RV13- Schule in Kanada

1.)

Meiner Erinnerung nach stellt sich das Inklusionsverständnis in Deutschland ganz anders als in Kanada dar. Unter „Inklusion in der Schule“ versteht man in Deutschland zuerst, dass meist nur „SchülerInnen mit einer Lernschwäche“ zu Inkludieren sind.

In Kanada gibt es ein Selbstverständnis davon, dass Diversität, Multikulturalismus und Inklusion im schulischen Kontext nicht gesondert werden, sondern entsprechend in der schulischen Praxis Beachtung finden.

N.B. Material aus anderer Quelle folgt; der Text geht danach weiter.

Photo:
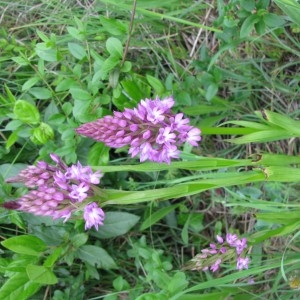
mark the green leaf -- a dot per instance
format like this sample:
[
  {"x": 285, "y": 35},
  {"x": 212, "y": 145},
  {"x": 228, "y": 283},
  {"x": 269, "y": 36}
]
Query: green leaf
[
  {"x": 42, "y": 134},
  {"x": 30, "y": 83},
  {"x": 113, "y": 26},
  {"x": 156, "y": 84},
  {"x": 66, "y": 84},
  {"x": 114, "y": 47},
  {"x": 18, "y": 287},
  {"x": 80, "y": 94},
  {"x": 53, "y": 257},
  {"x": 20, "y": 60},
  {"x": 98, "y": 155},
  {"x": 248, "y": 25},
  {"x": 273, "y": 20},
  {"x": 77, "y": 50},
  {"x": 46, "y": 53},
  {"x": 211, "y": 91},
  {"x": 40, "y": 274},
  {"x": 25, "y": 244},
  {"x": 26, "y": 112},
  {"x": 158, "y": 215},
  {"x": 76, "y": 33},
  {"x": 80, "y": 109},
  {"x": 291, "y": 8},
  {"x": 177, "y": 283},
  {"x": 79, "y": 239},
  {"x": 283, "y": 121},
  {"x": 116, "y": 224},
  {"x": 13, "y": 137},
  {"x": 40, "y": 93},
  {"x": 197, "y": 110},
  {"x": 96, "y": 256}
]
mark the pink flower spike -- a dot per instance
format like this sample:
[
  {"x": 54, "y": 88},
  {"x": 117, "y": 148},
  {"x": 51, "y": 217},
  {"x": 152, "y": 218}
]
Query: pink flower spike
[
  {"x": 220, "y": 239},
  {"x": 216, "y": 265},
  {"x": 231, "y": 239},
  {"x": 242, "y": 263},
  {"x": 93, "y": 216}
]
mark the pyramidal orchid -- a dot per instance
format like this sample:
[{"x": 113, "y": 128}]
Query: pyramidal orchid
[
  {"x": 59, "y": 191},
  {"x": 151, "y": 130},
  {"x": 228, "y": 248}
]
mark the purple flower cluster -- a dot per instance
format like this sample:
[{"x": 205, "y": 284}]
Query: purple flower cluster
[
  {"x": 226, "y": 249},
  {"x": 58, "y": 191},
  {"x": 150, "y": 130}
]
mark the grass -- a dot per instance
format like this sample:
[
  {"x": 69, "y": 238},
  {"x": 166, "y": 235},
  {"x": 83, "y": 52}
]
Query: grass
[{"x": 221, "y": 68}]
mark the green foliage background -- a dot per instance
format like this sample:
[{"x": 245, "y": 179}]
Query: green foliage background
[{"x": 232, "y": 67}]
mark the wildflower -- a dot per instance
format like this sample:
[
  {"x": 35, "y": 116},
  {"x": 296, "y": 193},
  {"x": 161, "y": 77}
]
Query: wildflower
[
  {"x": 230, "y": 248},
  {"x": 242, "y": 263},
  {"x": 93, "y": 216},
  {"x": 151, "y": 130},
  {"x": 58, "y": 191}
]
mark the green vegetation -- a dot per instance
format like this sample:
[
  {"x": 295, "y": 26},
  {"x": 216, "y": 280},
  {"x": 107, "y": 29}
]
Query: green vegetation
[{"x": 232, "y": 68}]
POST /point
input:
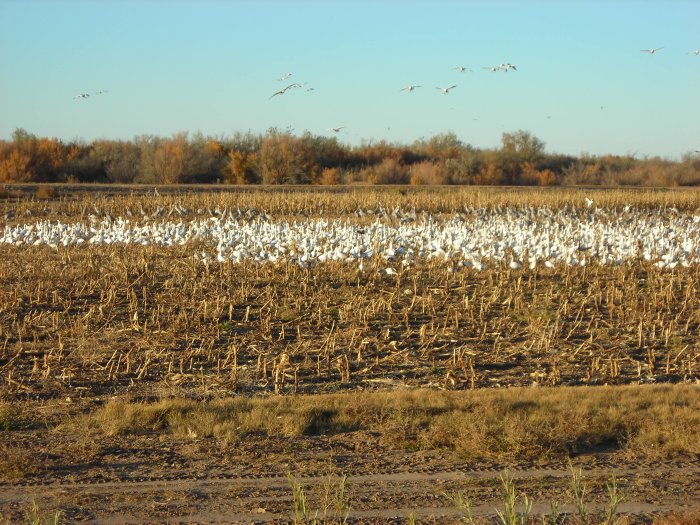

Im Gegensatz zur in Deutschland praktizierten, sich an der sogenannten Leitkultur orientierenden Vorgehensweise wird kulturelles Wissen der Minderheiten (z.B. der First Nation die 3,6 Prozent der Bevölkerung ausmachen, 33% der Bevölkerung mit britischer oder französischer Herkunft, 16,3% der „People of Colour“) in Kanada in die Lehrpläne aufgenommen und explizit multikulturalistische Perspektiven eingenommen. Multikulturalismus versteht sich als Staatstheorie basiert auf Theorie von Charles Taylor (1992).

Vielleicht zeigt sich das auch an den geringsten ausgeprägten Leistungsunterschieden in der Welt zwischen Schüler*innen mit und ohne Migrationshintergrund sowie zwischen Schüler*innen mit hohem und niedrigem sozio-ökonomischen Status wieder. Es scheint das es in diesem Punkt in Deutschland eine Kehrtwende gibt (Mehr Migration /schlechte Vorbereitung auf die „Newly arrived“ als in Kanada. (hier dauert der Sprachkurs Deutsch als Fremdsprache nur 2 Jahre in Kanada gibt es bis zu 5-7 Jahre Englischunterricht)

Ein weiterer Aspekt ist, dass schon viel länger als in Deutschland Wert daraufgelegt wird, dass sich die ethnische Verteilung der Schülerschaft auch in den Lehrer*innenzimmer widerspiegelt.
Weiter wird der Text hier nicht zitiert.